In an earlier post I suggested we play a game. You’d pick a sequence of three outcomes of a coin toss, like THT. Then I’d pick a different triplet, say TTT. I’d then toss a coin repeatedly and whoever’s chosen triplet showed up first in the sequence would be the winner.

In the post I gave the following example…

H T H H H T T H T H …..

… and with that outcome and the choices above you’d have won since your selection of THT shows up starting on the 7th coin toss, without my selection of TTT showing up before.

The question I asked was who this game favoured. Assuming we both play as well as possible, does it favour

  1. neither of us, because we both get to choose and the game is symmetric? Or;
  2. you, because you get to choose first and have the opportunity to do so optimally? Or;
  3. me, because I get to see your choice before I have to make mine?

The answer turns out to be 3. I have a big advantage over you, if I play smart. We’ll discuss what that means in a moment.

But in terms of these possible answers, it couldn’t have been 2. Whatever you choose I could have chosen the exact opposite and by symmetry, since H and T are equally likely, our two triplets would have been equally likely to occur first in the sequence. So, if you choose TTT, I choose HHH. If you choose HHT, I choose TTH and so on. In this way I don’t have an advantage over you, but neither do you over me. So we can rule out 2 as the possible answer.

But I can actually play better than that and have an advantage over you, whatever choice you make. I play as follows:

  1. My first choice in the sequence is the opposite of your second choice.
  2. My second and third choices are equal to your first and second choices.

So, if you chose TTT, I would choose HTT. If you chose THT, I would choose TTH. And so on. It’s not immediately obvious why this should give me an advantage, but it does. And it does so for every choice you can make.

The complete set of selections you can make, the selections I will make in response, and the corresponding odds in my favour are given in the following table.

Your Choice My Choice My win odds
HHH THH 7:1
HHT THH 3:1
HTH HHT 2:1
HTT HHT 2:1
THH TTH 2:1
THT TTH 2:1
TTH HTT 3:1
TTT HTT 7:1

As you can see, your best choice is to go for any of HTH, HTT, THH, THT, but even then the odds are 2:1 in my favour. That’s to say, I’m twice as likely to win as you in those circumstances. My odds increase to 3:1 – I’ll win three times as often as you – if you choose HHT or TTH; and my odds are a massive 7:1 – I’ll win seven times as often as you – if you choose HHH or TTT.

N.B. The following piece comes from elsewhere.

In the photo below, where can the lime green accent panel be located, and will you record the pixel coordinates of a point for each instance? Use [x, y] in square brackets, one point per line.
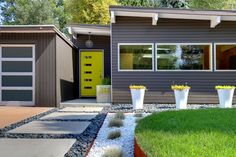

So, even if you play optimally, I’ll win twice as often as you. But why should this be so? The probabilities aren’t difficult to calculate, but most are a little more complicated than I can reasonably include here. Let’s take the easiest example though. Suppose you choose HHH, in which I case I choose THH. I then start tossing the coins. It’s possible that HHH will be the first 3 coins in the sequence. That will happen with probability 1/2 x 1/2 x 1/2 =1/8. But if that doesn’t happen, then there’s no way you can win. Because the first time HHH appears in the sequence it will have had to have been preceded by a T (otherwise HHH has occurred earlier). In which case my THH occurs before your HHH. So, you would have won with probability 1/8, and therefore I win with probability 7/8, and my odds of winning are 7:1.

Like I say, the other cases – except when you choose TTT, which is identical to HHH, modulo switching H’s and T’s – are a little more complicated, but the principle is essentially the same every time.

By coincidence, this game was invented by Walter Penney (Penney -> penny, geddit?), who published it in the Journal of Recreational Mathematics in 1969. It’s interesting from a mathematical/statistical/game-theory point of view because it’s an example of a non-transitive game. For example, looking at the table above, HHT is inferior to THH; THH is inferior to TTH; TTH is inferior to HTT; and HTT is inferior to HHT. Which brings us full circle. So, there’s no overall optimal selection. Each can be beaten by another, which in turn can be beaten by a different choice again. This is why the second player has an advantage: they can always find a selection that will beat the first player’s. It doesn’t matter that their choice can also be beaten, because the first player has already made their selection and it wasn’t that one.

The best known example of a non-transitive game is Rock-Paper-Scissors. Rock beats scissors; scissors beats paper; paper beats rock. But in that case it’s completely deterministic – rock will always beat paper, for example. In the Penney coin tossing game, HTT will usually beat TTT, but occasionally it won’t. So, it’s perhaps better defined as a random non-transitive game.

The game also has connections with genetics. Strands of DNA are long chains composed of sequences of individual molecules known as nucleotides. Only four different types of nucleotide are found in DNA strands, and these are usually labelled A, T, G and C. The precise ordering of these nucleotides in the DNA strand effectively define a code that will determine the characteristics of the individual having that DNA.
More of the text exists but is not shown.